Saturday, January 17, 2015

Serendipity in Genealogy

Serendipity: n-the occurrence and development of events by chance in a happy or beneficial way.

I have read stories on other blogs regarding “Serendipity in Genealogy” and finally had a serendipitous moment of my own.

I had been researching my cousin’s Farias line.  We are related via my father and their mother.  Our parents are first cousins on my Gonzalez side.  I was trying to see if I could connect our families via a Farias relation as well.  I had followed their line back to their 2nd great grandparents Fausto Farias and Epitasia Hinojosa.

My research led me to request a film be sent from the Family History Library in Salt Lake City to a local branch close to me.  The film reel (1016452) consisted of marriage certificates for the State of Texas, Starr County 1858-1916.  I had the marriage date as it had been indexed; 26 August 1878.  Now I want to see if the marriage certificate held any unknown information.


The reel started with 1858 and I needed to unwind it 20 years.  If anyone has done this before, that can be a lot of hand cranking.  When you are looking for a specific document, you start winding like crazy, stopping periodically to see how the date has come along.

As many of you can relate, we are rarely working in only one direction at one time.  Around the same time, I had also been researching the Vela line of my brother-in-law (my sister’s husband).   I had the names of his 2nd great grandparents Severo Vela and Estafana Garcia.  I had put forth a good amount of effort but I had not been able to find evidence of their marriage in the Mexico records I had been searching.

Serendipity happened on one of my pauses unwinding the film to check the date.  I had landed on 4 July 1869.  Still 9 years off my target.  As I scanned the screen looking for a date, the name Severo Vela registered in my brain.  I blinked a couple of times and took another look.  Sure enough, in front of my face, sat my brother in law’s 2nd great grandparents marriage certificate.


I had not thought to search on this side of the border for a record of their marriage.  Subsequently, I gave myself a slap on the forehead moment, when I proved if I had just used the United States in my search parameters, I would have returned results. 


By the way, I did also net my quarry that day of the other marriage certificate. 

Sunday, January 11, 2015

He Was Just A Name

Eleno Gonzalez...

One of the first names I placed in my tree “That First Night”.  It was a named I pulled off of FamilyTree.org with an un-sourced birthdate of “abt 1900”.  Believe me, that early in my new addiction, I wasn’t worried about the un-sourced part.
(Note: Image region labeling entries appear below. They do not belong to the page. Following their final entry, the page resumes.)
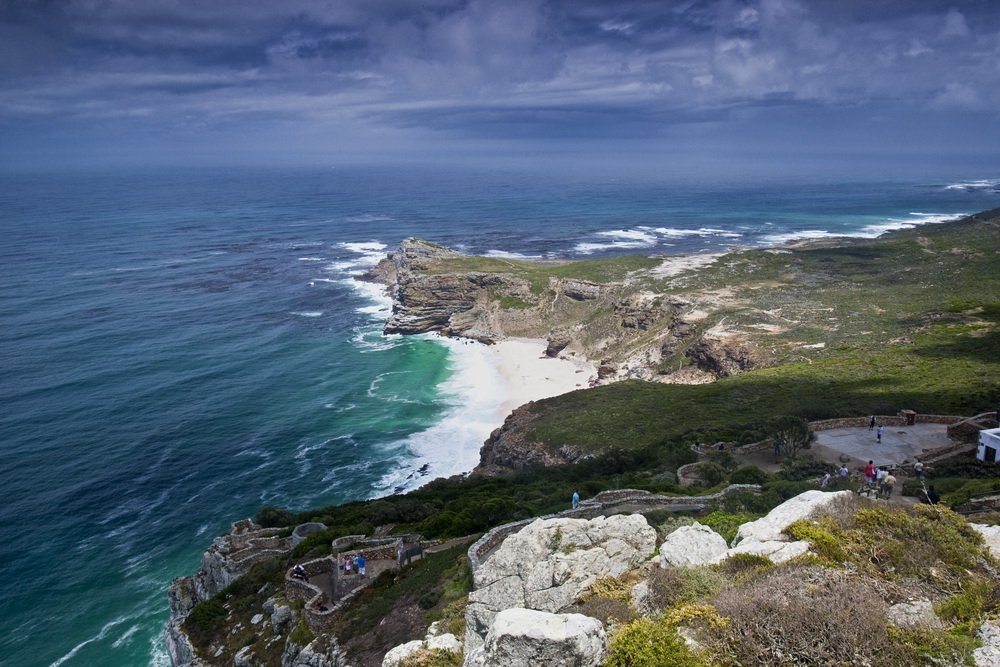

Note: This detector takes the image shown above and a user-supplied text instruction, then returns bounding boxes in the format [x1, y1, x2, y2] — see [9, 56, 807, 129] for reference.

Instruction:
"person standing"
[882, 473, 896, 500]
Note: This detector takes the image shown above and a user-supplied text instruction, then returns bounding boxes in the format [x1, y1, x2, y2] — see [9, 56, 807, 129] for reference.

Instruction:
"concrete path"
[816, 424, 954, 465]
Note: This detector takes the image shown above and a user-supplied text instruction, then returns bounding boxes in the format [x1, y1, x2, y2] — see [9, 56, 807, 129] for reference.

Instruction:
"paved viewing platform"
[816, 424, 955, 465]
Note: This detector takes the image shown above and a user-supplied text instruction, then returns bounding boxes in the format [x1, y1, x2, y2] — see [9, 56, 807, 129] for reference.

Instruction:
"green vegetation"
[785, 505, 986, 584]
[213, 210, 1000, 667]
[604, 617, 711, 667]
[500, 296, 535, 310]
[337, 544, 472, 643]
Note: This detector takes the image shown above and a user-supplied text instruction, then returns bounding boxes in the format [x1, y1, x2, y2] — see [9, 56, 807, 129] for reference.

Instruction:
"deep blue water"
[0, 166, 1000, 666]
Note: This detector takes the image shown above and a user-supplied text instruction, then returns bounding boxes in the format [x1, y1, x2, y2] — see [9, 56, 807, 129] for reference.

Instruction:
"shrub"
[399, 648, 462, 667]
[719, 554, 775, 582]
[707, 571, 905, 667]
[698, 511, 763, 544]
[604, 618, 708, 667]
[571, 596, 635, 626]
[705, 449, 740, 473]
[729, 466, 767, 484]
[935, 579, 998, 623]
[696, 461, 728, 487]
[184, 598, 227, 632]
[254, 505, 296, 528]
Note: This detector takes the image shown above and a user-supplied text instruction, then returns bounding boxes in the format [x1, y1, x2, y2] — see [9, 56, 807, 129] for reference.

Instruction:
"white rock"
[426, 632, 462, 653]
[720, 540, 809, 563]
[888, 600, 944, 628]
[733, 490, 852, 546]
[479, 609, 607, 667]
[233, 646, 253, 667]
[465, 515, 656, 653]
[972, 620, 1000, 667]
[969, 523, 1000, 558]
[382, 639, 424, 667]
[629, 581, 655, 616]
[660, 523, 729, 567]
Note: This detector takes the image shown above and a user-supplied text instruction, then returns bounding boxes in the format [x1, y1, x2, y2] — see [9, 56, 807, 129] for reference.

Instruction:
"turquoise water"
[0, 167, 1000, 666]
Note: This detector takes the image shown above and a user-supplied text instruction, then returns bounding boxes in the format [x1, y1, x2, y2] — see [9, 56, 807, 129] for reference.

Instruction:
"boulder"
[660, 523, 728, 567]
[545, 331, 573, 358]
[733, 491, 851, 546]
[889, 600, 945, 629]
[562, 278, 601, 301]
[972, 620, 1000, 667]
[687, 335, 773, 378]
[969, 523, 1000, 558]
[720, 540, 809, 564]
[382, 639, 424, 667]
[465, 515, 656, 651]
[382, 622, 462, 667]
[264, 598, 295, 633]
[480, 609, 607, 667]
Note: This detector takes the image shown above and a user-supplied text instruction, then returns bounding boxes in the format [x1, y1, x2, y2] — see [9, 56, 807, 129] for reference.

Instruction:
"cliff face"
[476, 402, 582, 476]
[361, 239, 774, 475]
[360, 239, 770, 383]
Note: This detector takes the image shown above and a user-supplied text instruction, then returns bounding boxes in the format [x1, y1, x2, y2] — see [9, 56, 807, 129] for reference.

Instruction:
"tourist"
[882, 473, 896, 500]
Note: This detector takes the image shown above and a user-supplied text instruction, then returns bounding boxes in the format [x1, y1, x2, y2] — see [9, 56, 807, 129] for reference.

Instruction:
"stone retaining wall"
[809, 414, 965, 431]
[948, 412, 997, 443]
[468, 484, 760, 575]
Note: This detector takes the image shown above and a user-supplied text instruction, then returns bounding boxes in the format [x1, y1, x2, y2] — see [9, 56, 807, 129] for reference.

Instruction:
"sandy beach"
[490, 338, 597, 417]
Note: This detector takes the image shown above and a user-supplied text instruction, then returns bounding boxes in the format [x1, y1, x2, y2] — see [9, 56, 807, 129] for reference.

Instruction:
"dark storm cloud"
[0, 0, 1000, 160]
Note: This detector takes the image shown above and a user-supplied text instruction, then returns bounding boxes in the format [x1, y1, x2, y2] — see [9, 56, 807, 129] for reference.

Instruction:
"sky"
[0, 0, 1000, 169]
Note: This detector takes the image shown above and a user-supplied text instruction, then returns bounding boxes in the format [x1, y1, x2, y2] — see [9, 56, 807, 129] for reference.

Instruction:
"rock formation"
[464, 609, 607, 667]
[465, 516, 656, 651]
[660, 491, 851, 567]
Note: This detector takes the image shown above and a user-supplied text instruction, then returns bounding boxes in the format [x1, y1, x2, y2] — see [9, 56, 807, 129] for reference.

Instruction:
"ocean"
[0, 165, 1000, 667]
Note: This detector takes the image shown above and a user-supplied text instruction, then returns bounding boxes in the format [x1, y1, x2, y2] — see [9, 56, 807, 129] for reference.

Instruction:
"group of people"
[344, 556, 367, 577]
[865, 461, 896, 500]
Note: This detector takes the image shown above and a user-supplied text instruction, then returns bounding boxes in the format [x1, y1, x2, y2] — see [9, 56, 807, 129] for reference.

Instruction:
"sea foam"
[375, 336, 508, 495]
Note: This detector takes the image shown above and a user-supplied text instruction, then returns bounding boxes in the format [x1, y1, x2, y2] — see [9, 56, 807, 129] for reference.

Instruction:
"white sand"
[490, 338, 597, 418]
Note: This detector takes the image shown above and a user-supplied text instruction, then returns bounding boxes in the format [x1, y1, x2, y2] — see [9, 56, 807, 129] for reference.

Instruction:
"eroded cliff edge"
[362, 239, 773, 383]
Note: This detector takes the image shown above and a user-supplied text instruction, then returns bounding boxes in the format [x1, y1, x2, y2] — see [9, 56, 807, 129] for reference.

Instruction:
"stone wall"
[809, 414, 965, 431]
[948, 412, 997, 443]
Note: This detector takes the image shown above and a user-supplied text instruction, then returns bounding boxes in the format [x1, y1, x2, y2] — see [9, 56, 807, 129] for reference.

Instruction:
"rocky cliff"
[359, 239, 772, 383]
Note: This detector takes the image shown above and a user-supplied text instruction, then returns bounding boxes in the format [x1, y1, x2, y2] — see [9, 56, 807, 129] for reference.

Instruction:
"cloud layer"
[0, 0, 1000, 164]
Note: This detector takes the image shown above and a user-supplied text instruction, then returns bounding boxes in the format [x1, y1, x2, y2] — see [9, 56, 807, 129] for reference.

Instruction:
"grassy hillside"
[508, 210, 1000, 449]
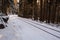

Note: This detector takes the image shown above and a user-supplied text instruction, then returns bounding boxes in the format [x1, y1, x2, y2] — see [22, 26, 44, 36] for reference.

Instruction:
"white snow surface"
[0, 15, 60, 40]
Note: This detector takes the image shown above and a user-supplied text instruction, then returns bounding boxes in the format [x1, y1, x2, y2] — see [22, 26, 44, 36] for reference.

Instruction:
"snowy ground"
[0, 15, 60, 40]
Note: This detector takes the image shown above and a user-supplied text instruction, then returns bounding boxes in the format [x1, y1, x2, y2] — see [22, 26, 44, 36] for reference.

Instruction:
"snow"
[0, 15, 60, 40]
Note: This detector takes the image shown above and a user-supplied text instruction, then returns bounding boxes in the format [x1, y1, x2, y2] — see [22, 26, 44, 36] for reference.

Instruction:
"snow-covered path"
[0, 15, 60, 40]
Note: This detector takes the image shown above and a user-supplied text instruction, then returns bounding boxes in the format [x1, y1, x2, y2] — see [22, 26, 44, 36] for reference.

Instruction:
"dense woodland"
[19, 0, 60, 23]
[0, 0, 60, 24]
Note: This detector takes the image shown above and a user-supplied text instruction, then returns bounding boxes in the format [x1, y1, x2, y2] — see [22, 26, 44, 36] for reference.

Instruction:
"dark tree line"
[19, 0, 60, 23]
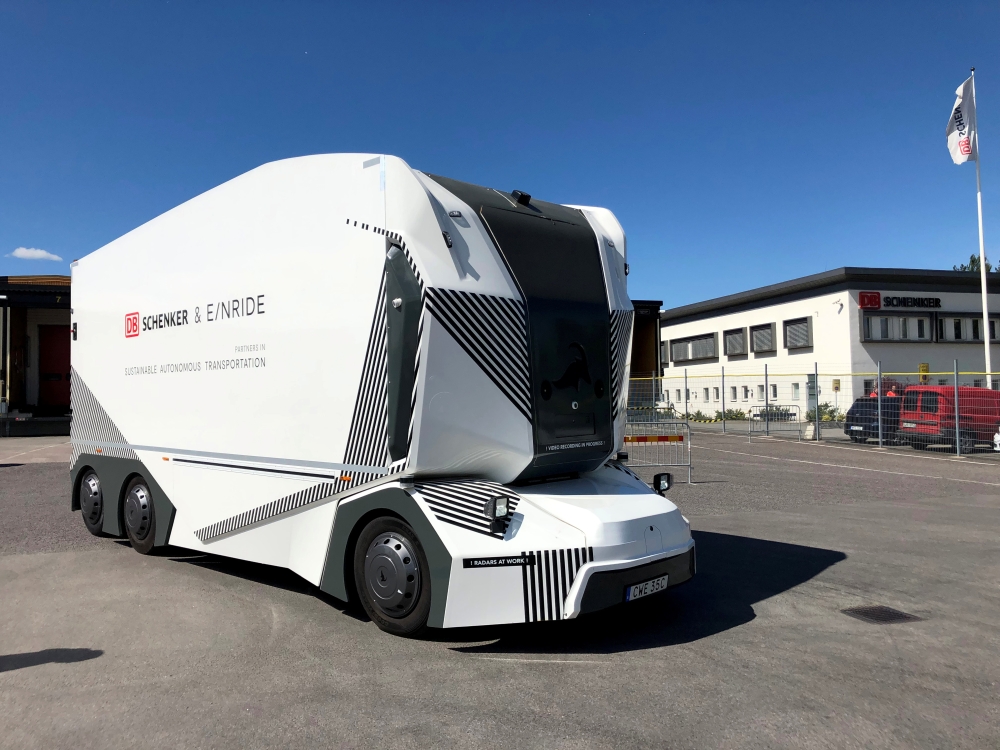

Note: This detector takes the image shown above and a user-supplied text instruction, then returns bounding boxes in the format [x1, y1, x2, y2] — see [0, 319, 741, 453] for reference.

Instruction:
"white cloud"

But as I have built my tree out, and spent time on Findagrave.com, I wanted to know more about this brother of my grandfather.   A couple of things came together that renewed my interest in trying to fill out his details in my tree; First, my father recently pointed him out in an old picture of an Easter Egg hunt I remember being a part of in 1969.  Hmmm, I actually met this man?  Granted, I was only 7 at the time, but that is still 1 degree of separation.  And second, as I stated in an earlier posts, I am cleaning up both my tree[1] on Ancestry.com and taking the time to fix what I have seen on Familysearch.

I have searched for records pertaining to him several times.  He has been in my tree since day one, and Ancestry would only have 3 hints; none of which pertained to him.  Google turned up nothing.  Asking older relatives that knew of him did not yield much more.  Lived in Corpus; sold radio advertising.  But still nothing.  Hmmph. 

When I got to his part of my tree it just bugged me again.  Someone had added his name and “about” birthdate on Familysearch.org some time ago and he was just kind of left like that.  He only ended up in my tree because he was tied to my g-grandparents records.

I started to dig again. 

This time I decided to try something different.  I searched for him on Ancestry without the search linking to his name in my tree.  Just a blind search; Eleno Gonzalez, DOB 1900 +- 10 years.  No parents, no siblings.  And this time I got a hit. 

It was a WWII registration document for an Eleno Gonzalez living in New Orleans in the early 1940’s.  It states he is from South Texas, and it had a birthdate that was in 1910.[2]   Hmmm, more information to search from…


So using this birthday I performed another search.  I hit on a death certificate from Corpus Christi, Texas in 1980.[3]   And low and behold, his parents are listed.  My g-Grandparents Ines Gonzales and Elena Longoria.

I have searched death certificates on Family Search with both those names listed as parents, and never came across his death certificate. 

Now that I knew I had the right guy, I started adding these records to my tree.  From that, new “Shaky leaves” popped up.   They indicated a marriage and a divorce.   They also indicated there were children from that marriage.  Cousins, I never knew of. 

Subsequently, from searches performed from that one blind search, I discovered he was married at least 2x’s, there are even more cousins I never knew of. 
Using the information I discovered, and some Internet sleuthing, I tracked down a couple of cousins from those lines on Facebook.  I messaged one of them and he responded back.  I introduced myself as a not too distant cousin and certainly unknown to each other until now.  I hope from this communication, I may learn more about this side of my family I seemed to know so little about.

And all of this because a brick wall was just bugging me so much. 

And I attempted a search with as little information as possible.